# $$\color{red}{\text{Machine Learning}}$$

$$\color{orange}{\text{Naive Bayes Classifier}}$$

$$\color{lime}{\text{Alireza Javid - 810198375}}$$

## $\color{deepskyblue}{\text{Import Libraries}}$

In [1]:
import numpy as np
import pandas as pd
from scipy.stats import norm

## $\color{deepskyblue}{\text{Preprocessing}}$
In this part we take a close look at our dataset. As we can see some of our data is missing and we have 'x' for value of them. We can drop them or decide to fill them with mean or mode of the data. We decide to drop this rows and avoid adding unnecessary bias to our model. 

In [2]:
df = pd.read_csv("Data\penguins.csv")
df.head()

Unnamed: 0,species,culmen_length_mm,culmen_depth_mm,flipper_length_mm,body_mass_g
0,Adelie,39.1,18.7,181,3750
1,Adelie,39.5,17.4,186,3800
2,Adelie,40.3,18,195,3250
3,Adelie,x,x,x,x
4,Adelie,36.7,19.3,193,3450


In [3]:
df.drop(df[df["body_mass_g"] == 'x'].index,inplace=True)

## $\color{deepskyblue}{\text{Naive Bayes from Scratch}}$
Gaussian Naive Bayes is a powerful and efficient classification algorithm applicable to diverse tasks, that involves calculating prior probabilities for each class, fitting Gaussian distributions for each feature and class, calculating the likelihood of new data points belonging to each class, and selecting the class with the highest posterior probability as the final prediction, while adjusting algorithmic parameters to optimize performance.

In [4]:
prior = {}
for col in df.species.unique():
    prior[col] = df.groupby("species").count()["body_mass_g"][col] / df.shape[0]

To derive suitable normal distribution we need to calculate the mean and variance of each feature based on their class label.

In [5]:
def make_norm_map(df, colname, by='species'):
    norm_map = {}
    grouped = df.groupby(by)[colname]
    for species, group in grouped:
        mean = group.astype(float).mean()
        std = group.astype(float).std()
        norm_map[species] = norm(mean, std)
    return norm_map

In [6]:
maps = {}
maps['body_mass_g'] = make_norm_map(df, 'body_mass_g')
maps['flipper_length_mm'] = make_norm_map(df, 'flipper_length_mm')
maps['culmen_depth_mm'] = make_norm_map(df, 'culmen_depth_mm')
maps['culmen_length_mm'] = make_norm_map(df, 'culmen_length_mm')

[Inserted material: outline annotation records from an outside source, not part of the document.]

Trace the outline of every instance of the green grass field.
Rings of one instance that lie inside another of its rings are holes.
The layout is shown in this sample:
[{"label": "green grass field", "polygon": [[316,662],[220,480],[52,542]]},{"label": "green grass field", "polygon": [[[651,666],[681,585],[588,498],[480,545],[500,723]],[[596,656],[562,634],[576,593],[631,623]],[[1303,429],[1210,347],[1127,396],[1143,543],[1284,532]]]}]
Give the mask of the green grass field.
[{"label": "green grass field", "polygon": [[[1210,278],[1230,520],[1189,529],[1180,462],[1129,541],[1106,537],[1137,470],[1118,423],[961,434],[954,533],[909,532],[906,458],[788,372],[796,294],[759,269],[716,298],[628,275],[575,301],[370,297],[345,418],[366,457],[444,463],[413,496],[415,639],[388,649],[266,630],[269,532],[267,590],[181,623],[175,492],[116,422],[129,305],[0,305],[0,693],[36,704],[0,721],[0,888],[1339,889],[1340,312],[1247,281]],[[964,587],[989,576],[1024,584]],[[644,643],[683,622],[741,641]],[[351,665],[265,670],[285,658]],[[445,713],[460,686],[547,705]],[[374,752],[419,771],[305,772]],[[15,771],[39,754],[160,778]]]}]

Now it's time to compare posterior probabilities and make the decision.

In [7]:
def naive_decision(prior, data_seq, norm_maps, labels):
    posterior = {}
    for lable in labels:
        posterior[lable] = prior[lable]
        for c in maps.keys():
            posterior[lable] = posterior[lable] * norm_maps[c][lable].pdf(float(data_seq[c]))
    return max(posterior, key=lambda k: posterior.get(k))
    

In [8]:
df['Classification'] = np.nan
for i, row in df.iterrows():
    data_seq = row[maps.keys()]
    df.loc[i, 'Classification'] = naive_decision(prior, data_seq, maps, df.species.unique())

In [9]:
accuracy = df[df['Classification'] == df['species']].shape[0] / df.shape[0]
print("Accuracy: ", accuracy)

Accuracy:  0.9703264094955489


In [10]:
true_positives = {}
true_negatives = {}
false_positives = {}
false_negatives = {}

for lable in df.species.unique():
    true_positives[lable] = df[(df['Classification'] == lable) & (df['species'] == lable)].shape[0]
    true_negatives[lable] = df[(df['Classification'] != lable) & (df['species'] != lable)].shape[0]
    false_positives[lable] = df[(df['Classification'] == lable) & (df['species'] != lable)].shape[0]
    false_negatives[lable] = df[(df['Classification'] != lable) & (df['species'] == lable)].shape[0]

In [11]:
confusion_matrix = pd.DataFrame(np.array([[true_negatives['Adelie'], false_positives['Adelie']]
                                , [false_negatives['Adelie'], true_positives['Adelie']]]),
                                columns=['Predicted Negative', 'Predicted Positive'], index=['Actual Negative', 'Actual Positive'])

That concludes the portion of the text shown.